Betapa cepatnya hari ketika udara mencari wangi
16 tahun sudah lentera musim gugurnya
16 tahun sudah bayi-bayi jadi pemuda
Pertama bercinta di kursi SMA dan setelahnya
16 tahun sudah saat teater hujan darah
Tetap mencari dicuri permainan monopoli
Menatap ke bawah tanah kembali tertusuk panah
Daun Semanggi, Daun-daun Semanggi
Terbawa angin terjatuh pada daratan salju
Kebenaran berbisik malu, suara-suara hebat membeku
Dongeng keadilan semakin bernada sendu
Mencari lagi di atas langit kembali elang besar menggigit
Daun Semanggi, menunjukan rasa sedih
Terbawa angin jatuh ke padang pasir dan sepinya pesisir
Tersengat ketidakpedulian serta ombak-ombak kepentingan
Terbawa angin jatuh ke katulistiwa
Senyum nakal yang selingkuh dan kupu-kupu berkepala dua
Sapi bunting yang bertaring serta bakteri dari surga
Daun Semanggi, Semanggi, Daun-Daun Semanggi
Teriakan itu hampir kering dan terus mencari
Masa depan yang bersih seperti kelahiran kembali
Entah di mana, di laci siapa, haruskah mati (lagi) atau bagaimana?
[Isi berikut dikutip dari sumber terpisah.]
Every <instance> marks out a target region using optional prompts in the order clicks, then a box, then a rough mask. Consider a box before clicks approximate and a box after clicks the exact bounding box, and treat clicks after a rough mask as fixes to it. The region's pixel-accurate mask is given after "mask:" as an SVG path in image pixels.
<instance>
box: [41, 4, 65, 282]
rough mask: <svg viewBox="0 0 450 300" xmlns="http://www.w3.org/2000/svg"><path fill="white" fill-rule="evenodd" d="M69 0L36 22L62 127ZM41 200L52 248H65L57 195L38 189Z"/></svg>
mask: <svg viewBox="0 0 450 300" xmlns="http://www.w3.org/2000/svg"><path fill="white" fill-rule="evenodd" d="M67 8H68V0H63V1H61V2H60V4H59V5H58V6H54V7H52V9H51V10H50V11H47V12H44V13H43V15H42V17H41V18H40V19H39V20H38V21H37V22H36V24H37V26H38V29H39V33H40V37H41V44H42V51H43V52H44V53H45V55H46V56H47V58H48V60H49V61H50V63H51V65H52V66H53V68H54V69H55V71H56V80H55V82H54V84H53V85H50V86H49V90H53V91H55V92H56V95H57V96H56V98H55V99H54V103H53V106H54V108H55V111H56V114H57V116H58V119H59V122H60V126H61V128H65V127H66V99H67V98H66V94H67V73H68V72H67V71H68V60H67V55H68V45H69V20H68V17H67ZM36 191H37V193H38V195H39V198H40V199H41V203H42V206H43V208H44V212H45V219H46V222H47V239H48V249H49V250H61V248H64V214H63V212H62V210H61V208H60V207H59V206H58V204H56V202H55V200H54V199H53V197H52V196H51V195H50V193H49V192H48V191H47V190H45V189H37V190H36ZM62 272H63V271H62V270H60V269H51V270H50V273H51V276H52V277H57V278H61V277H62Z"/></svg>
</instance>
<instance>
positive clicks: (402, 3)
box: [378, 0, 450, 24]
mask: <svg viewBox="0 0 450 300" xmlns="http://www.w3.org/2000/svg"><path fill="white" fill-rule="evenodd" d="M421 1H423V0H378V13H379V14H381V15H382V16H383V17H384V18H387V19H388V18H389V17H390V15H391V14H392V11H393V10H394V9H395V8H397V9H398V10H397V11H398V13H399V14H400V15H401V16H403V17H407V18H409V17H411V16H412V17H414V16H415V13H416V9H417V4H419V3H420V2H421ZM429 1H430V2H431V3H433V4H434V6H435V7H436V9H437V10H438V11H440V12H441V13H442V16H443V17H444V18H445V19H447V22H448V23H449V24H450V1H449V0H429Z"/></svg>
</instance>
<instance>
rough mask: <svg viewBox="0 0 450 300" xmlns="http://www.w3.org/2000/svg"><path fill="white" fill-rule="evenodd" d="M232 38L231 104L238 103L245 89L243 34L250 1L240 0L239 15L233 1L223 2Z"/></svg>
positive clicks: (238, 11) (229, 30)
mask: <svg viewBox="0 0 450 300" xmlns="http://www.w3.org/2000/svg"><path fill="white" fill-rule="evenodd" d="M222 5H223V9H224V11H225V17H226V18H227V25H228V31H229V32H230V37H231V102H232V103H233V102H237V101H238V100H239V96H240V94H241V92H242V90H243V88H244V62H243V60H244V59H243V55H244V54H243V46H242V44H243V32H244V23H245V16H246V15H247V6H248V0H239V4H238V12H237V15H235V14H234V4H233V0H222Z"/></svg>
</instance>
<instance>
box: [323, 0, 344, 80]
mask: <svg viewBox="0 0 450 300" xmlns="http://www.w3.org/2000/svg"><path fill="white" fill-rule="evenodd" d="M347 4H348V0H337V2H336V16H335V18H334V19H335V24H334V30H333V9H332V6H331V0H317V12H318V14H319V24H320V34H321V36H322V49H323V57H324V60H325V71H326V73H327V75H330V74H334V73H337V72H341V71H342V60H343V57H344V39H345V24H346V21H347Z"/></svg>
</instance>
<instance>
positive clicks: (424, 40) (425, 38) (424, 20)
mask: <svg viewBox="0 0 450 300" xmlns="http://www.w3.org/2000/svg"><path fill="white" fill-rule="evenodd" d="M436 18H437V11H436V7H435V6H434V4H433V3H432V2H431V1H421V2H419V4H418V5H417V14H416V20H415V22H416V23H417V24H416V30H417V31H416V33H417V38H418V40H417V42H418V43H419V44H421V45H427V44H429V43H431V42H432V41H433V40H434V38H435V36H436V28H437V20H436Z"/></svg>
Kembali lagi, tetap, dan terus menerus mencari
Pada kantong gelap jiwa dan hukum tertulis gila
Tiada lain harapan kecuali kesempatan mencari
Pada jalan-jalan pagi dan keringat penuh ambisi
Pada pegunungan tak berpuncak dan sungai tak berujung
Harta karun jati diri
Mengintip dari belakang air terjun nan tinggi
(Kayu Agung, Palembang. 3 November 2014)
Komentar
Daun misterius.....
Daun semanggi, daun penuh misteri, melekat pada helainya, butir-butir darah milik kuncup bunga, sebuah misteri yang tersimpan di dalam laci, menghilang, atau mungkin karena lacinya juga hilang, tersapu angin perubahan, mungkin juga berderai membentur tembok kekuasaan!!! Salam hangat, salam sastra bung steven turhang. Puisinya inspiratif!
Beni Guntarman
Terima Kasih Om Beni. . .
Semakin sepinya hari ketika waktunya jatuh daun-daun semanggi. Semakin lelahnya tenaga mencari, semakin suka melihat misteri untuk tidak dilewati. Terima kasih om beni, semoga puisi ini dapat mengingatkan kembali kawan2 muda bahwa hari kelam saat jatuhnya daun semanggi pernah terjadi.
Ada titipan Salam Hangat juga dari tanah kelahiran om Beni di sini.. Salam Sastra!